The finding that ethanol-induced CPA in the 4-g/kg groups was genetically correlated with several different measures of acute or chronic drug withdrawal (Table 2) in three different studies [9,10,32] is of interest because previous inbred strain studies have shown significant genetic correlations between ethanol-induced CTA and acute or chronic ethanol withdrawal [12,13,18]. In all of these cases, stronger CPA or CTA was associated with greater withdrawal severity.
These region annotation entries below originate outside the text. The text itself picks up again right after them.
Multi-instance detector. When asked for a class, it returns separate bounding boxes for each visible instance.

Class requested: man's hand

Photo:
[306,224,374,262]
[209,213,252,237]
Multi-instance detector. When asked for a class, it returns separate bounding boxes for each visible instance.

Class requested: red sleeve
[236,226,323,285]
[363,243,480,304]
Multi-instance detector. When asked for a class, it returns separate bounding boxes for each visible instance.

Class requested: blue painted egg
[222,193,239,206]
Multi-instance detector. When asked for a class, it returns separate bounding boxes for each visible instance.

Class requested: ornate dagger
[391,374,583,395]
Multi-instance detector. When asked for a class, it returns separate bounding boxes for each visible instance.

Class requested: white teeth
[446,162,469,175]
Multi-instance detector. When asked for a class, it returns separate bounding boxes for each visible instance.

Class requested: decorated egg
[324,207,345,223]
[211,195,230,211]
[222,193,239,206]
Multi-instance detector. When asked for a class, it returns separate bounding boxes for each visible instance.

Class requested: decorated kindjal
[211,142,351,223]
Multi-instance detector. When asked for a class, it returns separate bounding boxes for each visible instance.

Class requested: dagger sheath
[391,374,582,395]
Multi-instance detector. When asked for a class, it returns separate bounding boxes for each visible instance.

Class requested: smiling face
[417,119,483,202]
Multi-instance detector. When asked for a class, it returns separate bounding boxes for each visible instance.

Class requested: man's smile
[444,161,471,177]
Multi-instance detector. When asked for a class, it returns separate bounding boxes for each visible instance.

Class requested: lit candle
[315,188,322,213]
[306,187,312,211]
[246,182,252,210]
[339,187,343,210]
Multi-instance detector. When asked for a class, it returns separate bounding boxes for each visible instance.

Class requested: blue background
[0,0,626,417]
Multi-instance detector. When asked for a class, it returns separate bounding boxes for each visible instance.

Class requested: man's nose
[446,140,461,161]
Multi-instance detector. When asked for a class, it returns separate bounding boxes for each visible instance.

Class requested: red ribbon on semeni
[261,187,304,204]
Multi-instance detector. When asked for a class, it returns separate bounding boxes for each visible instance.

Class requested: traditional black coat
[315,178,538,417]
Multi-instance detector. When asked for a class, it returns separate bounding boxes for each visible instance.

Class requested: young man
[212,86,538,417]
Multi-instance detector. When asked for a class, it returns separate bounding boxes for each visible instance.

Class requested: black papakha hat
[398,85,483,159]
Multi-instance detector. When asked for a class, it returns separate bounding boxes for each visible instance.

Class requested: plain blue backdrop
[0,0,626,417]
It must be noted, however, that for most of the genetic correlations with CPA, the withdrawal phenotype was not corrected for baseline strain differences in sensitivity to handling-induced convulsions (HICs). Indeed, the study of chronic ethanol withdrawal yielded a significant genetic correlation between ethanol-induced CPA and HICs in control mice that were not exposed to ethanol, implying commonality in the genes underlying CPA and general seizure susceptibility rather than a more selective sensitivity to seizures elicited during drug withdrawal. The overall pattern of relationships among CPA, CTA, and withdrawal suggests overlap in the neurobiological mechanisms mediating sensitivity to ethanol’s aversive effects and sensitivity to events that elicit seizures.

Interestingly, previous studies have shown that sensitivity to ethanol withdrawal is also genetically correlated with ethanol drinking and with CPP. More specifically, mouse strains or selectively bred mouse lines that show more severe withdrawal drink less ethanol than strains/lines that show less severe withdrawal [42]. In contrast, strains or lines that show more severe withdrawal display stronger CPP than strains or lines showing less severe withdrawal [14,43,44]. Although these genetic correlations seem to be at odds with one another, one possible interpretation is that ethanol drinking and CPP are correlated with different subsets of genes influencing withdrawal sensitivity. That is, ethanol drinking may reflect the influence of genes that underlie sensitivity to ethanol’s aversive effects (i.e., CPA and CTA) and one subset of genes controlling ethanol withdrawal, whereas CPP reflects the influence of genes that underlie sensitivity to ethanol’s rewarding effects and a different subset of genes controlling ethanol withdrawal. Clearly, more research is needed to fully understand the genetic relationships among these ethanol-induced behavioral phenotypes.

5. Conclusions

In summary, the present study strongly supports the hypothesis of commonality in the neurobiological mechanisms that mediate ethanol-induced CPA and CTA. Furthermore, these data offer convergent support for the idea that genetic differences in sensitivity to ethanol’s aversive effects contribute to the role that genotype plays in determining ethanol intake and preference in mice. Strains that are more sensitive to ethanol’s aversive effects, whether indexed by CPA or CTA, voluntarily drink less ethanol and show weaker preference for ethanol compared to strains that are less sensitive to ethanol’s aversive effects. Finally, the associations among these ethanol-induced aversive effects, ethanol drinking/preference, and seizure susceptibility suggest that future research on this nexus of phenotypes may increase understanding of the neurobiological mechanisms that protect against development of alcohol use disorders and possibly aid in the identification of new approaches for treating such disorders.